Fig. 12. Memory safety violations detected by AOS.

# VII. SECURITY ANALYSIS

#### A. How AOS Detects Memory Safety Errors

In Fig. 12, we provide an example of memory safety errors and describe how AOS can detect them. First, AOS signs the pointer returned by malloc() and stores its bounds in the HBT (lines 2-4). Any subsequent memory access by the pointer triggers bounds checking. Hence, spatial safety violations (heap OOB accesses in lines 6-7) are detected by bounds checking. Since a valid free() (lines 9-12) deallocates the memory chunk and clears the associated bounds, any ensuing use of the freed pointer will fail in bounds checking because of the absence of the valid bounds. This prevents temporal safety errors such as the use of a dangling pointer or use-after-free (line 14) and double free (lines 16-19).

AOS can also prevent other various heap exploitation attacks. In the example shown in Fig. 1, free() with the crafted address (line 18) triggers the error. AOS prevents this attack by ensuring that only valid, signed data pointers can be freed. This is because any free() with a crafted or unsigned address will be prevented by bndclr inserted before free().

#### B. Pointer Integrity

In many attack scenarios, corrupting pointers becomes a preferred attack vector. For instance, control-flow attacks, such as ROP and JOP, corrupt the return address of a function to hijack the control flow of a program. In addition, Chen et al. [36] demonstrated that non-control-data attacks can even forge user credentials or change security-critical configurations without compromising code pointers. This kind of data-

| 1 | ldr ptr, | [SP, | #0] | ; | load data pointer |
|---|----------|------|-----|---|-------------------|
| 2 | autm ptr |      |     | ; | authenticate      |

Fig. 13. On-load authentication for AOS data pointers.
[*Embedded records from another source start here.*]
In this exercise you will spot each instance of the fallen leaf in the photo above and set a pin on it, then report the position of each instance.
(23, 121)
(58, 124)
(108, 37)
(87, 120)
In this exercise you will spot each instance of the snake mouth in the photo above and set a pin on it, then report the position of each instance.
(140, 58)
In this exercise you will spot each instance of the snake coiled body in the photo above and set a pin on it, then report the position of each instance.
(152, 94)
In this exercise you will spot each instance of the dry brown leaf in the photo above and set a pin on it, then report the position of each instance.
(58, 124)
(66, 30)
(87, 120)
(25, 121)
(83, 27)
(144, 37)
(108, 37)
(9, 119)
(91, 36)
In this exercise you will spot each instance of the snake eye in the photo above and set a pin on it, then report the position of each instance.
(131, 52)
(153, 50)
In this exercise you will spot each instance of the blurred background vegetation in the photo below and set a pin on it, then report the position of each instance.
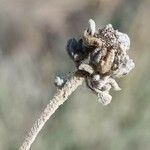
(33, 37)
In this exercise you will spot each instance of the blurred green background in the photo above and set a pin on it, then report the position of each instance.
(33, 35)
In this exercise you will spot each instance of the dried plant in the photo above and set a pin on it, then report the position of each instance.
(100, 57)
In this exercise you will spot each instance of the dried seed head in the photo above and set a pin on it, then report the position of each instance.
(103, 55)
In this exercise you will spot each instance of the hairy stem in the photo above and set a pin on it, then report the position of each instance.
(59, 98)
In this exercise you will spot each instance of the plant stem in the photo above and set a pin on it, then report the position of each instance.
(59, 98)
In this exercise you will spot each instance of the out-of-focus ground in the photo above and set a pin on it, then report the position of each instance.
(33, 37)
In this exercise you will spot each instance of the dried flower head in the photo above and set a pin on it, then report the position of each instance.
(102, 54)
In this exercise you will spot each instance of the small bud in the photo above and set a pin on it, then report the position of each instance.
(92, 26)
(59, 82)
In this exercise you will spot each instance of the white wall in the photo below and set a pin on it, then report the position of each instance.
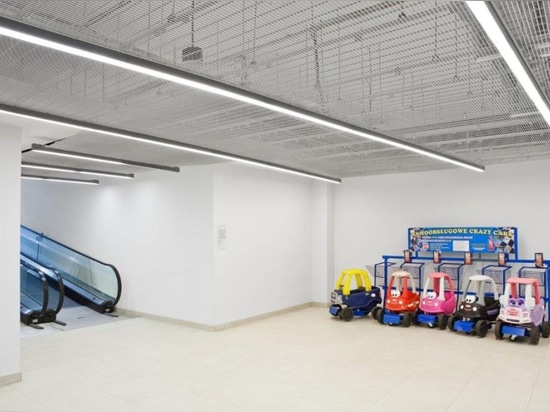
(10, 171)
(156, 230)
(372, 214)
(160, 232)
(266, 265)
(322, 235)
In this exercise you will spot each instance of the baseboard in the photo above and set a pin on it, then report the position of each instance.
(262, 316)
(165, 319)
(214, 328)
(9, 379)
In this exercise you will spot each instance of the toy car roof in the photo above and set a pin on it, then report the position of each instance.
(480, 278)
(439, 275)
(523, 281)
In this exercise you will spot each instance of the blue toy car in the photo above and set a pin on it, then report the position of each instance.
(346, 302)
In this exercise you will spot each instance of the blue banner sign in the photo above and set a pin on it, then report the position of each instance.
(463, 239)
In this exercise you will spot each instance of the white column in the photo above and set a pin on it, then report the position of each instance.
(323, 276)
(10, 195)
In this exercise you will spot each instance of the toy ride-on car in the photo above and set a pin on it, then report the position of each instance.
(522, 316)
(401, 301)
(347, 303)
(437, 302)
(477, 310)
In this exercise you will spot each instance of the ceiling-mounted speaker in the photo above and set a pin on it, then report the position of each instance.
(191, 53)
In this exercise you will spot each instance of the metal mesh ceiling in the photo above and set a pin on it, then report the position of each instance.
(423, 72)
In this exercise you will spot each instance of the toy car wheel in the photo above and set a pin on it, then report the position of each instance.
(346, 314)
(534, 335)
(335, 310)
(376, 312)
(415, 317)
(545, 329)
(451, 323)
(498, 329)
(442, 321)
(407, 319)
(481, 328)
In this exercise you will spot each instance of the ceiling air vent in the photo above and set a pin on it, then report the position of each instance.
(192, 52)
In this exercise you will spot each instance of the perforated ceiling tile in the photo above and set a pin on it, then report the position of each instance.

oriented attack exploits data pointers to corrupt variables that influence program behavior.

By inheriting Arm PA's primitives, AOS can be extended to ensure pointer integrity, enabling effective protection against pointer corruption attacks. For instance, Liljestrand et al. [21] proposed a PA-based code- and data-pointer integrity, which signs and authenticates PACs to prevent illicit pointer modification. While their return address and code-pointer signing schemes can be easily deployed to AOS, we especially care about how to cooperate with data-pointer signing. For datapointer integrity, the authors implement *on-load* authentication, in which data pointers are signed immediately before they are stored in memory and authenticated immediately after being loaded from memory.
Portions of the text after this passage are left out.